# Recent Visit to Historic Powhatan Resort, Williamsburg.  Updates.



## mtforeman (Jul 8, 2015)

Well, we were able to return to our fixed week, fixed unit at the Historic Powhatan Resort in Williamsburg last week, and I have to say we were really quite pleased.

The last time we visited, I wasn't as thrilled and thought some of the maintenance had been getting a bit sloppy.  Not so this time.  

The (former) hot tub rooms are being turned into a sort of Florida room, or so it seems.  They have been cleared out and have all new carpeting installed, and are accessible.  They don't have furniture (yet!), but I think will make for a nice additional sitting space or place to play cards off the deck.

Everything was very clean and well maintained.  Furniture was in good order.  Beds and linens were excellent.  Our time at the pool was great.  The grounds seemed well maintained, though we don't spend a lot of time "at the resort" so much as in the surrounding area. 

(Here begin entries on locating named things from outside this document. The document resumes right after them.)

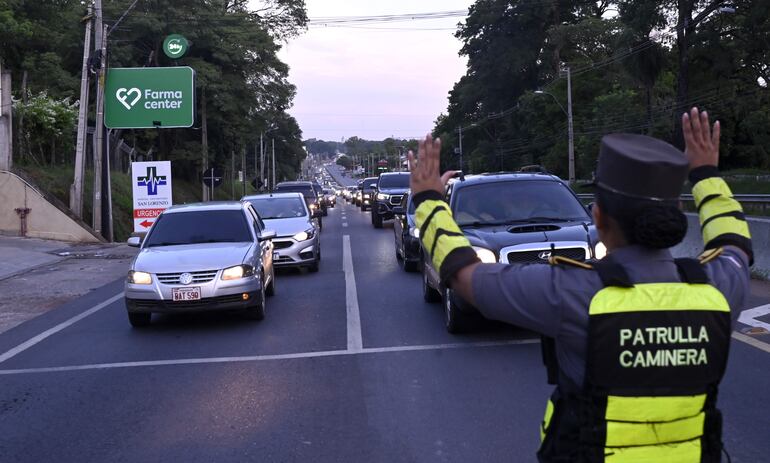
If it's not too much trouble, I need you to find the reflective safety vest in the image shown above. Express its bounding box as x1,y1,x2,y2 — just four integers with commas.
538,259,731,463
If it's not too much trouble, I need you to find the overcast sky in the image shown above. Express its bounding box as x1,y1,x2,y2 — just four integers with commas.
272,0,473,140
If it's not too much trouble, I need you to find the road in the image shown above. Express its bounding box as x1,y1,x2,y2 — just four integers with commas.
0,190,770,463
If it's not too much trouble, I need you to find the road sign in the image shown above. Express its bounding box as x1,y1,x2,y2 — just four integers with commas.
203,167,222,188
131,161,173,232
104,66,195,129
163,34,190,59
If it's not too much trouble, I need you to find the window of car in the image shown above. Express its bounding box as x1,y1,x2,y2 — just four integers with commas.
248,197,307,220
145,209,254,247
451,181,591,226
377,174,409,189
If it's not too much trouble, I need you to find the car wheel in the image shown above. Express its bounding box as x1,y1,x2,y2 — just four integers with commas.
422,264,441,302
372,209,382,228
128,312,152,328
442,288,468,334
245,282,265,320
265,267,275,297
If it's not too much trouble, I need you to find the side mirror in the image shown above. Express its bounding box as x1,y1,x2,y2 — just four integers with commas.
259,230,278,241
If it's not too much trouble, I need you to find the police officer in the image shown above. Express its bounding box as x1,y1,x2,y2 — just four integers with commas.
409,108,752,462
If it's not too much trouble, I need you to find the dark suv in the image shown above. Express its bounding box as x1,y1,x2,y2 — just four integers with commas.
361,177,377,211
420,173,606,333
372,172,409,228
273,182,323,229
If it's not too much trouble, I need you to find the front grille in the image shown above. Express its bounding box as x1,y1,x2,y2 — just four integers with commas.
508,248,586,264
158,270,218,285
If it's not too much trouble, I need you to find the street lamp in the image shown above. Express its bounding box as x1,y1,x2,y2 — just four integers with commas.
535,68,575,184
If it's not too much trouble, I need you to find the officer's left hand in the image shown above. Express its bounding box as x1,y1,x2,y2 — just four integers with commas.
408,135,455,195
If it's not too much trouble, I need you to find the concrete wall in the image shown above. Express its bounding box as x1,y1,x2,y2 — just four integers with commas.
0,170,101,243
672,213,770,277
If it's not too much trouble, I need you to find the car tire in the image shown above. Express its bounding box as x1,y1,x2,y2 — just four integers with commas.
421,264,441,302
442,288,469,334
245,284,266,320
128,312,152,328
265,267,275,297
372,209,382,228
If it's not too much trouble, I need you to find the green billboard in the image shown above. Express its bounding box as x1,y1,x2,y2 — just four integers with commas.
104,66,195,129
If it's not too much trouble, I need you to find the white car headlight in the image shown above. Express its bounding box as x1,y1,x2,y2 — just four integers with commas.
222,265,254,280
473,246,497,264
128,270,152,285
594,241,607,259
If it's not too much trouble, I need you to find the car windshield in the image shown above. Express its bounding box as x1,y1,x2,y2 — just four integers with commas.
452,181,590,226
146,210,252,247
248,198,307,220
377,174,409,189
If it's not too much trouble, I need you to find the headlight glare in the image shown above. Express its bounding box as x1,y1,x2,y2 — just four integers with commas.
473,246,497,264
128,270,152,285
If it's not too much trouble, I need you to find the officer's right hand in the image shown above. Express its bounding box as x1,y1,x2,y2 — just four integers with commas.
682,107,720,170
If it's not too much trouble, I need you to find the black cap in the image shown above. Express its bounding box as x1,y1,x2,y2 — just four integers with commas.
592,133,690,201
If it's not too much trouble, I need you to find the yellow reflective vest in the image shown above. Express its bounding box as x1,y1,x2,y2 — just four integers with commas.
538,259,731,463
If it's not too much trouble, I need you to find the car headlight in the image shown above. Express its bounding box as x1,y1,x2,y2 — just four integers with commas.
594,241,607,259
222,265,254,280
473,246,497,264
128,270,152,285
292,229,315,241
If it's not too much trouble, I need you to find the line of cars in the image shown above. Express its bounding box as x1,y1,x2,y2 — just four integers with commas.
348,169,607,333
125,182,336,327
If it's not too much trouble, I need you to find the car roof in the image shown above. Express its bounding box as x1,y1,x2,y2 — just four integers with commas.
163,201,243,214
241,191,305,201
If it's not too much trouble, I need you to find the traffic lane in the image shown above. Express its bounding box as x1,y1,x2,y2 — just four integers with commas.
0,214,347,369
0,345,547,462
348,206,524,347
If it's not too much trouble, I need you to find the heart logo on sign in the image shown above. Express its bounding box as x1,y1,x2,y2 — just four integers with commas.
115,87,142,110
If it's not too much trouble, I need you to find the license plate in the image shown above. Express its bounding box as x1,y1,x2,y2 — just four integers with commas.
171,287,201,302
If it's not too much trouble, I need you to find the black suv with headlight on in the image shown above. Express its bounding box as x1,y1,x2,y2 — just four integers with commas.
372,172,409,228
420,173,606,333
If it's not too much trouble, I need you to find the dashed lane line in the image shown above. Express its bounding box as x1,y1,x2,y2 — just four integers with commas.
0,338,540,376
0,293,124,363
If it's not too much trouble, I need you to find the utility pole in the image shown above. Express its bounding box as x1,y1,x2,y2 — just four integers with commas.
565,67,575,185
92,0,107,234
70,6,93,217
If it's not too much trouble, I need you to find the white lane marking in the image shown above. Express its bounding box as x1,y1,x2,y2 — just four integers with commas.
0,339,540,375
342,235,364,352
738,304,770,332
0,293,124,363
733,331,770,354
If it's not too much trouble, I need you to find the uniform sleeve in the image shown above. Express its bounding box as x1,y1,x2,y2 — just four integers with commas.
706,246,751,321
473,264,585,337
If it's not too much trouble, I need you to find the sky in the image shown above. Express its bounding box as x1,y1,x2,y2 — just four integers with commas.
270,0,473,141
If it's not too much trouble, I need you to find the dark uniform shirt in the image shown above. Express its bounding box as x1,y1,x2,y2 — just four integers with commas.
473,246,749,390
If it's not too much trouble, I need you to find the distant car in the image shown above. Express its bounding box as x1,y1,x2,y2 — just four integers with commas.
393,193,421,272
241,193,321,272
361,177,378,211
420,173,606,333
372,172,409,228
273,181,324,229
125,201,275,327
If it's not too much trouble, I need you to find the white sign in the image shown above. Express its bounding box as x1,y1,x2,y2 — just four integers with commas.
131,161,173,232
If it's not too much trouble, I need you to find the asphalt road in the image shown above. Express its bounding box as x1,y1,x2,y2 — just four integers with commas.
0,198,770,463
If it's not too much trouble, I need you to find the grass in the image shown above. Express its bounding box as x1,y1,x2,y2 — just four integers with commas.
16,166,256,241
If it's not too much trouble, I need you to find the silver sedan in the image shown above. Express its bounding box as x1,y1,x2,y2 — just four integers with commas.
241,193,321,272
125,201,275,326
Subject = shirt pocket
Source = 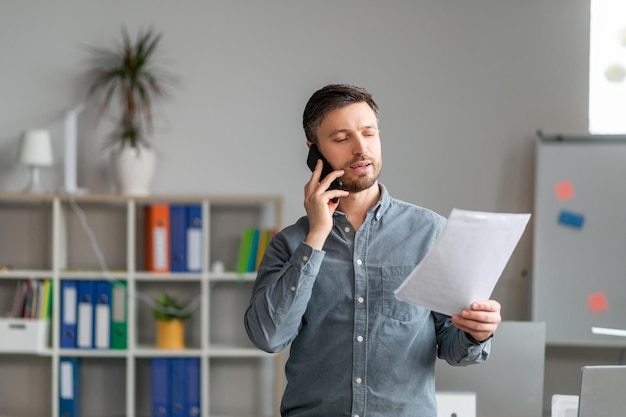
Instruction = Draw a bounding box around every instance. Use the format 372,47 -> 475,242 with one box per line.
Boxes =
381,266 -> 430,322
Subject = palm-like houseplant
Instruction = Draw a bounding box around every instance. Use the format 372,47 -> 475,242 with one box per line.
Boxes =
87,27 -> 171,194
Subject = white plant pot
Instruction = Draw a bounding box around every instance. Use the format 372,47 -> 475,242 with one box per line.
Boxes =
113,147 -> 156,196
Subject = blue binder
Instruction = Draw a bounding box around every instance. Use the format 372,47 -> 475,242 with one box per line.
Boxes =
185,204 -> 202,272
59,358 -> 80,417
60,280 -> 78,349
185,358 -> 200,417
150,358 -> 171,417
170,204 -> 187,272
170,358 -> 187,417
76,280 -> 96,349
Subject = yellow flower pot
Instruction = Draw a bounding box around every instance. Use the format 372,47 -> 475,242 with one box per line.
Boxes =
156,319 -> 185,349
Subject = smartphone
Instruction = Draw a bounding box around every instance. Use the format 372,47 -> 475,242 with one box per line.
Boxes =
306,144 -> 343,203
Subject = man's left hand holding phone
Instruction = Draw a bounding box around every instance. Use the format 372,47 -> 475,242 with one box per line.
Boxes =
304,144 -> 349,250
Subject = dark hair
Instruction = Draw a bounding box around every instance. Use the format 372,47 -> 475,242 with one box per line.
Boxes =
302,84 -> 378,143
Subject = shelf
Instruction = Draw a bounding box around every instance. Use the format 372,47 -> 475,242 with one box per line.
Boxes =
0,193 -> 283,417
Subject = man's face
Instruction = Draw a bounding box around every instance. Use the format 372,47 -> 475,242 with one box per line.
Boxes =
317,102 -> 382,192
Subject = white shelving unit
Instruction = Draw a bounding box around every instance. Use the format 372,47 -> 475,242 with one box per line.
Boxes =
0,193 -> 283,417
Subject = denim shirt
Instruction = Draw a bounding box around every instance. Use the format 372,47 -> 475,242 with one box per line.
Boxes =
245,185 -> 490,417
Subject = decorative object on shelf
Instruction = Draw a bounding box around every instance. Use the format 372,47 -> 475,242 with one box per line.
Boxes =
152,293 -> 190,349
83,27 -> 172,195
19,129 -> 52,193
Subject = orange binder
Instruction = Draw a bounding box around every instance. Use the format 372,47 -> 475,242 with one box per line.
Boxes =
144,204 -> 170,272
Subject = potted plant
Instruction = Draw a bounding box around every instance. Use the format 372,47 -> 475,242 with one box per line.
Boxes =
87,27 -> 171,195
152,292 -> 191,349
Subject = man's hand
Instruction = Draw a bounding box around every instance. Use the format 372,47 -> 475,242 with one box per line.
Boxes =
304,160 -> 349,249
452,300 -> 502,342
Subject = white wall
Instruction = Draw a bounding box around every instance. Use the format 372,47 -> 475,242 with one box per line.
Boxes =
0,0 -> 600,412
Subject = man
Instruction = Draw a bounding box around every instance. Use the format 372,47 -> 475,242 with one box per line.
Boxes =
245,85 -> 500,417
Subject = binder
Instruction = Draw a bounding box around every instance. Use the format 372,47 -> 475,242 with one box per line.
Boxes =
254,228 -> 272,271
170,204 -> 187,272
60,280 -> 78,348
169,358 -> 187,417
150,358 -> 171,417
144,204 -> 170,272
237,228 -> 254,274
37,279 -> 52,319
76,280 -> 95,349
94,281 -> 111,349
59,358 -> 80,417
185,358 -> 200,417
111,281 -> 128,349
186,204 -> 202,272
41,279 -> 54,319
246,229 -> 261,272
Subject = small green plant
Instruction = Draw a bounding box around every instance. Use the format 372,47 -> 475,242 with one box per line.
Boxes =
152,292 -> 191,321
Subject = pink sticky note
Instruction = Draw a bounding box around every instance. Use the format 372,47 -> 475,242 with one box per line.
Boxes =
554,180 -> 576,201
587,291 -> 609,313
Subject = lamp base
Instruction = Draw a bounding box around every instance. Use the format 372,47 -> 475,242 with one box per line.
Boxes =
24,165 -> 44,194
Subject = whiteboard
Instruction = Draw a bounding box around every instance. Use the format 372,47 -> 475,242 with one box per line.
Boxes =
532,135 -> 626,347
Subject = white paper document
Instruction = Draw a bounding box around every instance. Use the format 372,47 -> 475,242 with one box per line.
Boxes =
395,209 -> 530,315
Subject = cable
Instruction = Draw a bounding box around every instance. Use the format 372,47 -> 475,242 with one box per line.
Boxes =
68,194 -> 200,318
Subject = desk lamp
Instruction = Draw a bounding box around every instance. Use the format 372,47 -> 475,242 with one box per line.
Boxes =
20,129 -> 52,193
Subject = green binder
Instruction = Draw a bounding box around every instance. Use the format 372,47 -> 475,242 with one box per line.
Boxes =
111,281 -> 128,349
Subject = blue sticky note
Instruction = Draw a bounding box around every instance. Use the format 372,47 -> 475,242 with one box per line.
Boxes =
559,210 -> 585,229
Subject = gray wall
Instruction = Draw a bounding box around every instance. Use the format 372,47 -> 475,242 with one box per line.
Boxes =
0,0 -> 608,412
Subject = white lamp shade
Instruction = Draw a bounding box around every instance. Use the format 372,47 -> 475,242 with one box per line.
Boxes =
20,129 -> 52,166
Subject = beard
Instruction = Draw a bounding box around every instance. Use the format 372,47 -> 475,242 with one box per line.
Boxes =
340,160 -> 382,193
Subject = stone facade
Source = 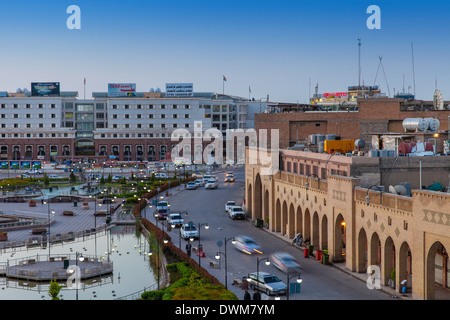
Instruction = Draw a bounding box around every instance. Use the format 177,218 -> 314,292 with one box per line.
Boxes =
245,149 -> 450,299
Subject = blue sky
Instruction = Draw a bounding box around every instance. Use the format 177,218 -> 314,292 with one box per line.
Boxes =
0,0 -> 450,103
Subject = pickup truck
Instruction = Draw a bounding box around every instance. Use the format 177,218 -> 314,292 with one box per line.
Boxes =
180,223 -> 198,240
246,271 -> 287,296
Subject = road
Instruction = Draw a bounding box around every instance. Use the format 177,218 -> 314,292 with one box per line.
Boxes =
150,169 -> 392,300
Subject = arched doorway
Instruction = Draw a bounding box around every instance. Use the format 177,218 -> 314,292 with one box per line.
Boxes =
333,214 -> 346,262
369,232 -> 381,266
263,190 -> 270,223
397,242 -> 412,292
425,241 -> 450,300
311,211 -> 320,250
303,209 -> 311,241
287,203 -> 295,239
272,199 -> 281,232
295,206 -> 303,236
356,228 -> 368,273
281,201 -> 288,235
383,237 -> 395,288
246,183 -> 253,219
252,173 -> 262,219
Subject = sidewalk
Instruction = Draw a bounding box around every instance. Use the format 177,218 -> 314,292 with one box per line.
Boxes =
261,228 -> 414,300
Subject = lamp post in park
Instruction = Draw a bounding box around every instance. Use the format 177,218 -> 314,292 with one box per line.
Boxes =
215,238 -> 236,290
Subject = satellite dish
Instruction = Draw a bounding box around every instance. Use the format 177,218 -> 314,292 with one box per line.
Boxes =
389,184 -> 408,196
389,186 -> 397,194
433,89 -> 444,110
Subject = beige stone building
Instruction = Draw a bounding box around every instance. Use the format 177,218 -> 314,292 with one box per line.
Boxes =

I was very pleased with our trip and our visit!  It seems things are really moving in the right direction.  They are working toward renovating every unit in the resort, and when it is done I really believe it will be one of the best around!


----------



## mtforeman (Jul 8, 2015)

And they got rid of the nonsense where you had to push away from the "owner's update" just to get a parking pass.  Now they have concierge services that are optional, which is where you could talk to people about timeshares I assume.  It was much more relaxing and professional at check in.  Yay.


----------